Hallo und willkommen beim SPICK Blog!
«Das war jetzt aber nicht gerade clever…» Der Satz ist schneller gesagt als gedacht. Im gleichen Moment sieht man vielleicht noch, wie das Kind kurz innehält. Vielleicht zuckt es mit den Schultern, vielleicht rollt es mit den Augen – und manchmal scheint es so, als würde es gar nicht reagieren. Und doch bleibt etwas hängen. Kinder lernen von uns und werden durch uns geprägt. Sie lernen, was geht und was nicht geht, was gefährlich ist und was erlaubt. Sie erleben, wie wir über sie reden und denken.
Auch wenn dein Kind nicht immer auf dich hört, hört es doch, was du sagst – und merkt es sich.
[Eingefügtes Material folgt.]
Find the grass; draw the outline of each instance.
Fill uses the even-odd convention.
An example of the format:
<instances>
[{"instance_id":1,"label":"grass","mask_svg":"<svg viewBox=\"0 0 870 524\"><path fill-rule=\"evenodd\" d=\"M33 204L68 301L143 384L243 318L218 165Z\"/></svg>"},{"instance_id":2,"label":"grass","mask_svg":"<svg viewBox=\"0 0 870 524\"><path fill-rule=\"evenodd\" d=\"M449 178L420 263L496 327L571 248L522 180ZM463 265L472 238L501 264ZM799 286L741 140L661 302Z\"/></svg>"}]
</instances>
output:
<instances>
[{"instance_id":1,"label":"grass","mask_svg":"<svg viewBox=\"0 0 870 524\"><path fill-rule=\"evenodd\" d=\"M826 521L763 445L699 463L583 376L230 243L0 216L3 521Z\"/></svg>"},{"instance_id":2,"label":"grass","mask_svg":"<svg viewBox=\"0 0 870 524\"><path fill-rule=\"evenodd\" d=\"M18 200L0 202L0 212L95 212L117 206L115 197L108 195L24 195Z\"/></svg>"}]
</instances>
Kinder hören mehr, als man denkt. Und noch wichtiger: Sie glauben es. Nicht immer sofort sichtbar, aber tief im Inneren entsteht daraus ein Bild. Ein Bild davon, wer sie sind. Und dieses Bild beeinflusst ihr Verhalten, ihr Selbstvertrauen und ihr Selbstwertgefühl. Die gute Nachricht ist: Genau diese Wirkung lässt sich bewusst nutzen. Worte können nicht nur verunsichern – sie können auch stärken, ermutigen und wachsen lassen.
Hier ein paar Anregungen, wie das gelingen kann:
- Wenn ein Kind sich bemüht, geduldig bleibt oder eine Aufgabe meistert, ist es hilfreich, dies auch klar und deutlich zu benennen. Nicht allgemein, sondern konkret.
- «Du warst gerade richtig wütend – und hast dich trotzdem im Griff gehabt.»
- «Du hast das Buch ganz allein gelesen.»
- «Mir ist aufgefallen, dass du heute von selbst an deine Aufgaben gedacht und sie erledigt hast.»
Solche Aussagen geben Orientierung. Sie zeigen dem Kind, was es gut macht – und dass es selbst Einfluss auf sein eigenes Verhalten hat.
- Positives hörbar machen – auch indirekt. Manchmal entfalten Worte ihre stärkste Wirkung, wenn sie nicht direkt an das Kind gerichtet sind. Wenn Kinder mitbekommen, wie positiv über sie gesprochen wird, entsteht ein anderes Gefühl. Weniger Widerstand, mehr Offenheit.
- «Er war heute richtig hilfsbereit.»
- «Ich habe das Gefühl, sie findet langsam Freude an den Hausaufgaben.»
- «Es macht einfach Spass, Zeit mit ihm zu verbringen.»
Solche Sätze erreichen Kinder oft auf einer tieferen Ebene.
- Vorsicht mit schnellen Bewertungen. Im Alltag passieren Fehler – auf beiden Seiten. Ein unbedachter Satz ist schnell gesagt. Entscheidend ist nicht, perfekt zu sein, sondern bewusster durchs Leben zu gehen. Statt das Kind zu bewerten, hilft es, das Verhalten zu beschreiben.
- Nicht: «Du bist unordentlich.»
- Sondern: «Die Sachen liegen noch auf dem Boden.»
Diese kleine Veränderung macht einen grossen Unterschied. Das Kind fühlt sich nicht grundsätzlich infrage gestellt.
- Das eigene Bild vom Kind überprüfen. Was innerlich über ein Kind gedacht wird, findet früher oder später seinen Weg nach aussen. Wenn ein Kind immer wieder als «schwierig», «laut» oder «faul» gesehen wird, färbt das auch die Sprache. Ein bewusster Perspektivwechsel kann helfen:
- Was läuft bereits gut?
- Wo zeigt das Kind Fortschritte?
- Welche Stärken sind vielleicht noch im Verborgenen?
- Worte als Fundament für das Selbstwertgefühl. Kinder glauben, was über sie gesagt wird. Sie tragen diese Aussagen in sich – als innere Stimmen, die sie begleiten. Manche stärken sie. Andere bremsen sie. Umso wertvoller ist es, ihnen Worte mitzugeben, die tragen. Worte, die Mut machen. Worte, die Entwicklung ermöglichen.
Es geht nicht darum, immer alles richtig zu machen. Sondern darum, sich bewusst zu sein, welche Wirkung Worte haben können. Denn aus vielen kleinen Sätzen entsteht mit der Zeit ein grosses Bild: Das Bild, das ein Kind von sich selbst hat. Und genau dieses Bild entscheidet oft darüber, ob ein Kind sich etwas zutraut, ob es an sich glaubt – und ob es seinen eigenen Weg mutig geht.